The girl, identified only by her initials S.G., was kicked out more than three years ago for fighting. During her disciplinary hearing, she said she was pushed before she punched the other student, but she didn’t use the words “self-defense” and the school district — improperly, the court said — never considered it.
Henry County was ordered to reconsider her case, and districts across the state will likely take notice. At least that’s the hope of the girl’s attorney, Mike Tafelski, of Georgia Legal Services Program. He said too many districts assert a “zero tolerance” policy with fighting, expelling all involved in a scuffle, regardless of their intent.

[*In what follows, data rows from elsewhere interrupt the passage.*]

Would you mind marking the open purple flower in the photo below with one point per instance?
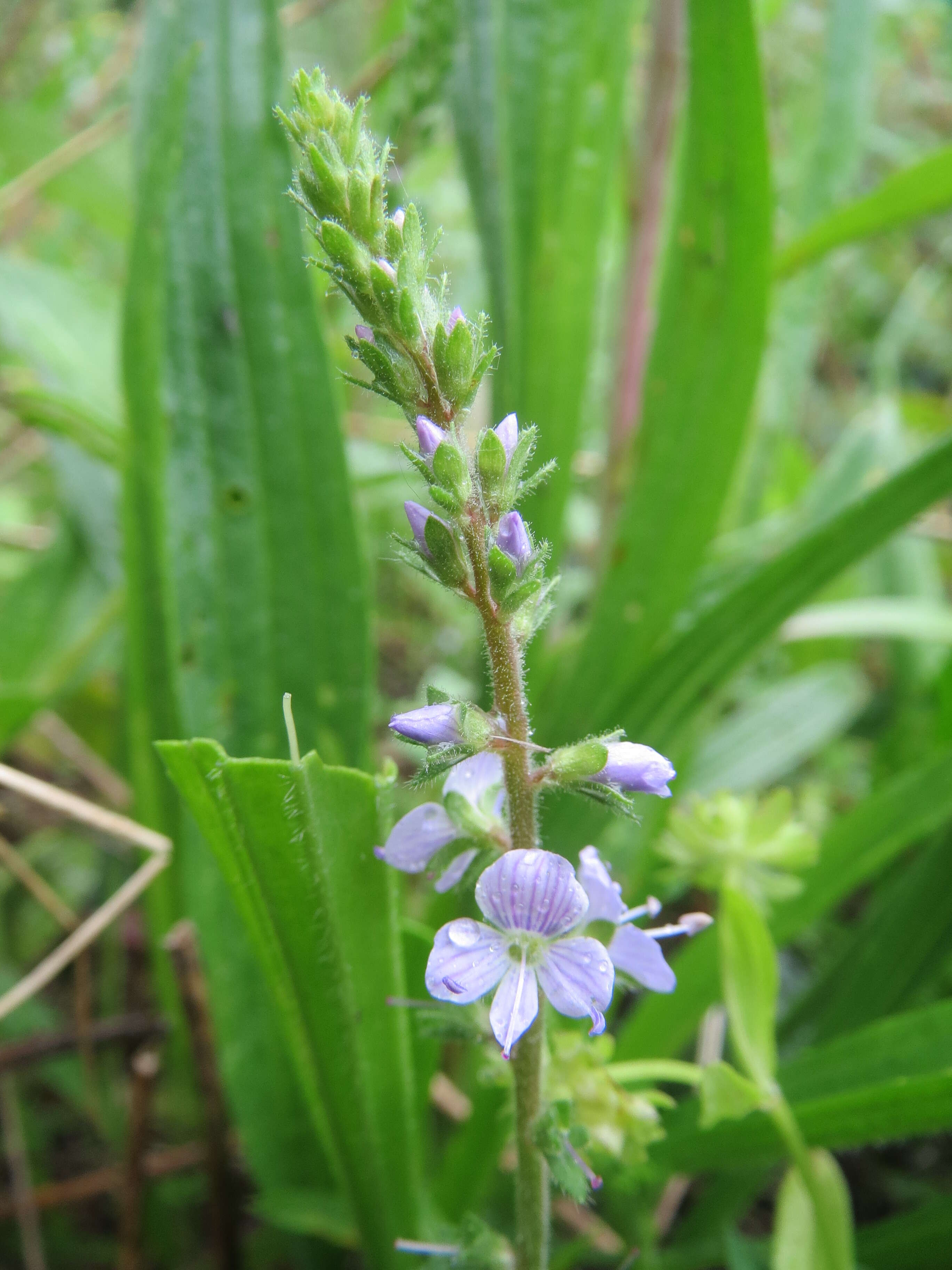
(533, 901)
(508, 432)
(633, 950)
(419, 835)
(431, 726)
(636, 768)
(513, 540)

“The impact for the state is that self-defense is an available defense for students in disciplinary matters,” he said. “That’s always been the law in Georgia. However, many school districts before this came out, like Henry County, ignored the law.” He said school boards across the state have “completely ruined” students’ future prospects by “willfully refusing to comply with the law.”
Henry’s attorney, Megan Pearson, disagreed with just about every point that Tafelski made, but agreed with one. Although the Supreme Court didn’t actually rule on whether self-defense applied in schools, the Appeals Court had, and the high court supported that ruling. “It was kind of a gray area about whether it strictly applied,” she said, “but now we know.”
Pearson characterized the high court’s decision as a victory for schools because it dialed back the appellate court’s decision against Henry. That court, which sided with Henry County Superior Court’s decision against the school district, had imposed a strict new standard, not only ordering school districts to consider self-defense but also imposing a daunting burden of proof: Whenever self-defense was raised, that court ruled, school districts would have to disprove the claim.
That effectively put school districts in the position of criminal prosecutors, who must prove beyond a reasonable doubt that a combatant was the aggressor. The Supreme Court knocked down that ruling, applying the lesser burden of proof required in civil court — more likely than not — and placing the onus on the student to prove an act was in self-defense.
“So globally this is a big win, not just for our school system but for all school systems across the state,” Pearson said.
Tafelski, the girl’s lawyer, countered that Henry County merely mitigated what would have been a big blow against school districts had the high court allowed the full weight of the appellate decision to stand. It was the school district's appeal of the superior court ruling that led to that decision.
“They’ve dug their own grave with all this,” he said.
The issue is important because studies have found that zero-tolerance policies increase the rate of suspensions and expulsions, altering the lives of still-developing children and disproportionately affecting minorities. One such study, penned by Steven Teske, chief judge of Clayton County Juvenile Court, encouraged educators to seek other strategies to curb disruptive behavior.
“The studies to date show that zero tolerance strategies have not achieved the goals of a safe and disciplined classroom,” he wrote in the Journal of Child and Adolescent Psychiatric Nursing. “On the contrary, some studies suggest that such strategies are harmful to students and may make schools and communities less safe.”